Stephen R. Ellison from LGC, United Kingdom presented the third communication. Dr Ellison is another editor of the guide and was the former chair of the Qualitative Analysis working group. His communication discussed alternative metrics for quantifying the performance of qualitative analysis, such as the posterior probability of a case given the observation of respective evidence and the likelihood calculated from Bayes’ Theorem. Dr Ellison presented a comprehensive and graphical description of the role of information of the prevalence of cases known prior to the test, on the probability that the most probable case is correct. He highlighted that the Guide provides tools for quantifying and expressing the uncertainty of qualitative analysis results but does not make a recommendation as to whether such uncertainties should, or should not, be reported to customers. This is currently left to laboratories’ discretion, in the light of regulation and accreditation body requirements. Where the laboratory does choose to report information on confidence in a qualitative analysis, however, the Guide does recommend caution to ensure that the information is presented clearly and in a manner that avoids misinterpretation.

The last two presentations of the first day of the workshop discussed examples of applications of the theory described in the Guide. The identification of trace levels of compounds in foodstuffs by GC-MS-MS was discussed and the identification of drugs of abuse in urine by enzyme multiplied immunoassay (EMIT) by Dr Silva and Dr Ellison, respectively. The first example illustrated the simulation of the instrumental signal to quantify the performance of highly selective identification methods. The second example presented and compared different metrics to express confidence in reported results.

Second session covering qualitative chemical analysis

The second workshop session focused on applications of performance and uncertainty evaluation in chemical analysis.

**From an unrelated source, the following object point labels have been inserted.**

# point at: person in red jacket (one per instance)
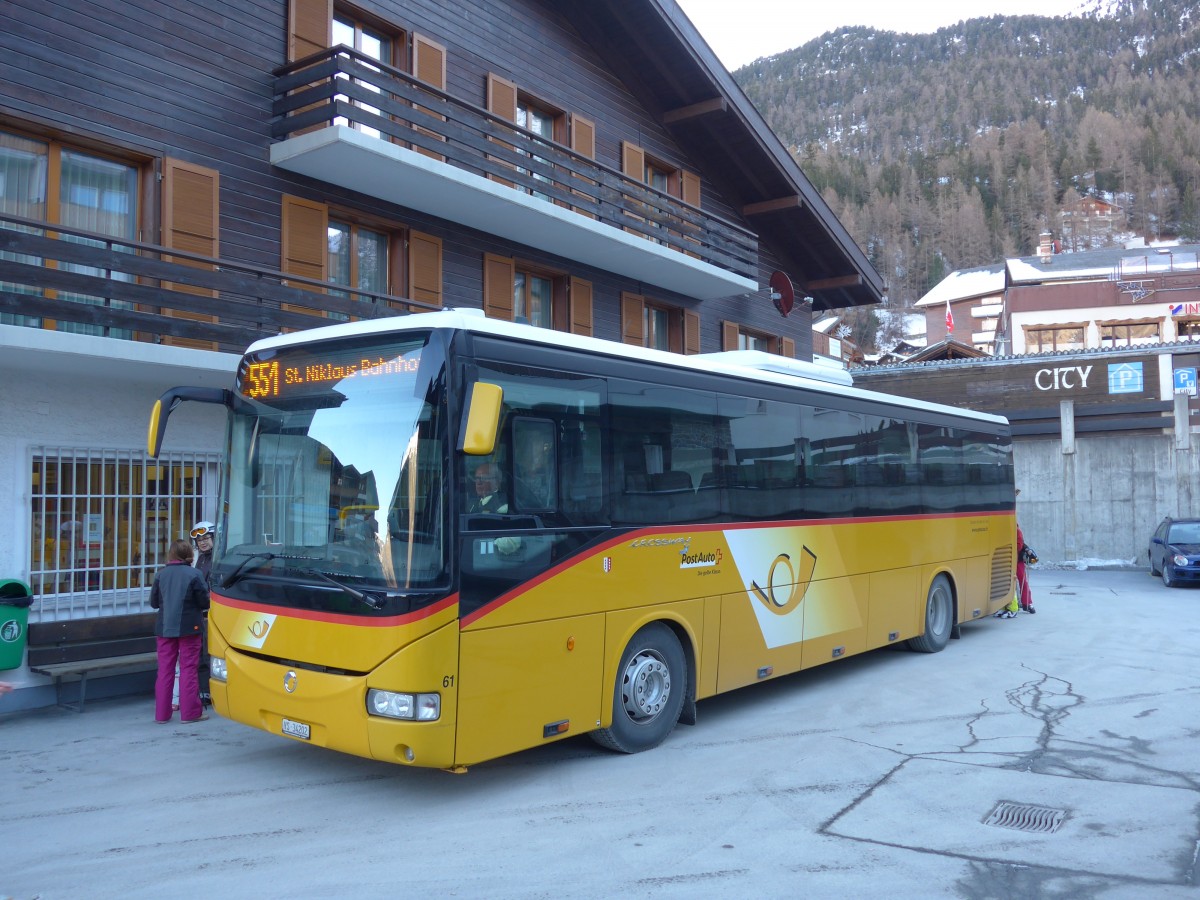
(180, 594)
(1024, 556)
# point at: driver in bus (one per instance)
(487, 491)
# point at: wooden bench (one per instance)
(82, 647)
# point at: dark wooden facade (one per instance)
(229, 246)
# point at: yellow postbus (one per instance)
(444, 538)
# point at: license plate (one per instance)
(297, 730)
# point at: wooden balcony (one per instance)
(352, 121)
(72, 280)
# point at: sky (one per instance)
(763, 28)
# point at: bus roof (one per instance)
(753, 365)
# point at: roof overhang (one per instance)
(371, 166)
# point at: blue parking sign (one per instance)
(1125, 378)
(1186, 381)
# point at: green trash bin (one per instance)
(15, 603)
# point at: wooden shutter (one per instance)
(425, 268)
(581, 307)
(690, 331)
(502, 101)
(633, 166)
(633, 161)
(583, 141)
(583, 136)
(430, 66)
(691, 189)
(191, 221)
(310, 27)
(499, 277)
(730, 331)
(304, 244)
(633, 325)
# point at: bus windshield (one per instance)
(335, 493)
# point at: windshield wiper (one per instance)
(370, 600)
(237, 574)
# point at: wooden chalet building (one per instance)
(179, 178)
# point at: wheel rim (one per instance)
(940, 611)
(646, 687)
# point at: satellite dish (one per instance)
(781, 292)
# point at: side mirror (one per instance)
(483, 419)
(167, 403)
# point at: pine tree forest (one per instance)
(958, 149)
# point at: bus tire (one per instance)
(652, 681)
(939, 618)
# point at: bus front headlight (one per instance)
(395, 705)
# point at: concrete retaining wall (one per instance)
(1104, 499)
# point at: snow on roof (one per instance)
(966, 283)
(1119, 262)
(825, 325)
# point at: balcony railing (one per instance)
(342, 87)
(87, 281)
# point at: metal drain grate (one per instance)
(1025, 817)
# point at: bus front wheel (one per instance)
(648, 696)
(939, 618)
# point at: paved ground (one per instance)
(873, 777)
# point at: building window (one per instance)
(1047, 340)
(545, 123)
(61, 185)
(658, 328)
(101, 523)
(1188, 330)
(358, 258)
(371, 42)
(736, 336)
(533, 299)
(750, 341)
(1129, 334)
(651, 323)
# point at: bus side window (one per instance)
(581, 472)
(534, 465)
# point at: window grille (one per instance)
(101, 522)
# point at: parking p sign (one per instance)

This included application to identification of unknown materials, such as controlled drugs, and environmental applications. The methods used included spectroscopies (infrared, Raman, uv-visible, fluorescence), and combinations of mass spectrometric and chromatographic information.

Beginning the session, Dr Ellison discussed the assessment of infrared chance match probabilities. These correspond to false positive rates and are a key input to any assessment of the performance of a spectroscopic identification procedure. The response rates can be approached either practically, using databases or other information, or from theoretical considerations. In the examples shown, library match rates showed consistently higher chance match probabilities than the simplest theoretical approaches, suggesting that theoretical approaches might be best used for comparing approaches rather than for assessing confidence in practice. A practical limitation of library matching, however, was that spectral libraries are not generally intended to represent a possible target population; rather, they intentionally include only one example of each material. This, too, leads to chance match probabilities that can differ from performance in the field, where a single material may appear disproportionately often.

Dr Silva discussed the identification of microplastics in environmental applications, using attenuated total reflectance FT-IR. This is increasingly important because of the increasing quantity of plastics now entering the environment each year. The process includes isolation of particles, micro spectroscopy, and automated or manual identification. Automated identification, in particular, relied heavily on establishing clear matching criteria, together with consistent signal processing and other data treatment, including rejection of spectra showing excessive biofilm contamination or insufficient signal strength. False response rates were evaluated by a bootstrapping method, and an optimal automated identification process chosen based on the best performance. Likelihood ratios were derived from the true and false response rates to give an indication of confidence in the results; for the purpose of research, a likelihood ratio of 19 (equivalent to a probability of about 95 %) or more was considered sufficient for characterising microplastic burdens in the environment.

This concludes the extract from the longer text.